Friday, February 13, 2015

UF Dashbuilder and the new data set architecture

   Uberfire and the GWT echosystem brings not only a lot of exciting cool features but also an extremely powerful development environment. UF Dashbuilder stands for the Uberfire-zed version of Dashbuilder.  Since last year, we've been working on rewriting the whole Dashbuilder application on top of Uberfire and GWT. During this migration stage we have rewritten, almost entirely, the backend layer and some of the UI components. There is still a lot of work to do, as we know, but we want to start sharing what we have achieved so far.  In previous articles we showed how to use the technology to build dashboards using the Displayer API. Today we're going to explore the Data Set architecture, how to define and deploy data sets in Dashbuilder and make the dashboards feed from them.

   So what is a data set? Well, basically, it is a set of columns populated with some rows. Another valid definition is: a matrix of data composed by timestamps, texts and numbers values. A data set can be stored into different systems: a database, an excel file, in the memory of an app. or into a lot of other different systems. The good news is that in Dashbuilder there exist an standard way to define a data set, regardless where the data set is stored.

Data set definitions


  Every time we want to provide access to a given external data, a data set definition has to be deployed. That definition contains information about:
  • where the data set is stored, 
  • how can be accessed, read and/or parsed, and
  • what columns contains and of which type.

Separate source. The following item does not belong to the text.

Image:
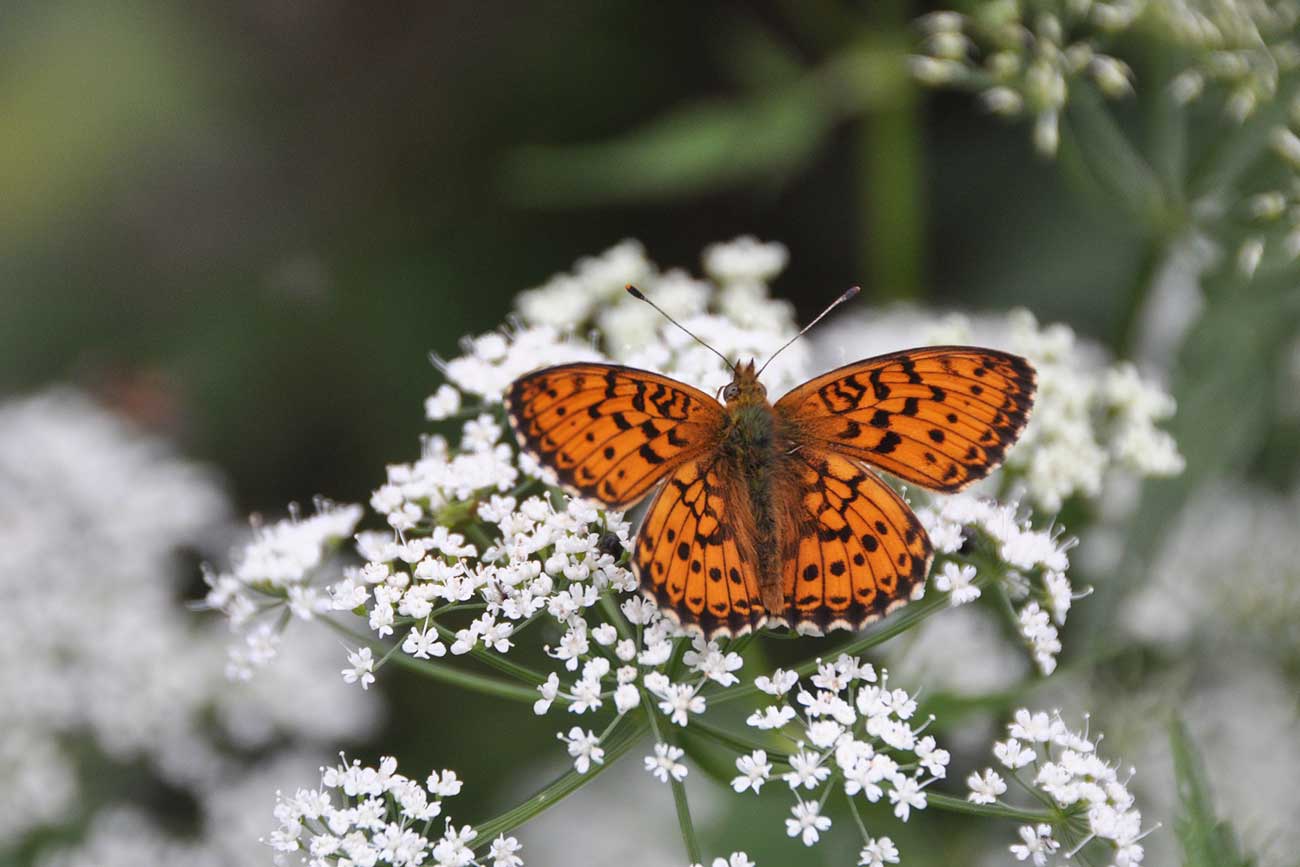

    Let's take for instance the following data set definition:

CSV data set definition example
CSV data set definition example

     The definition is a JSON document containing the following properties:
  • uuid: A unique universal identifier. 
  • provider: The method used to get access to the data set. Depending on the selected method a set of extra properties need to be provided, For instance, the filePath is needed in CSV along with separatorChar, quoteChar and escapeChar, in order to parse & read the CSV file. 
         At the time of this writing we support the following providers:
    • CSV, for accessing data stored in comma-separated-value files.
    • SQL, for getting data from relational databases through SQL queries.
    • BEAN, a Java bean interface for generating data sets directly from Java. 
    • ELASTICSEARCH, for querying documents stored into Elastic Search indexes.
  • isPublic: if set to true means that it can be accessed from the UI editors by anyone with the right permissions.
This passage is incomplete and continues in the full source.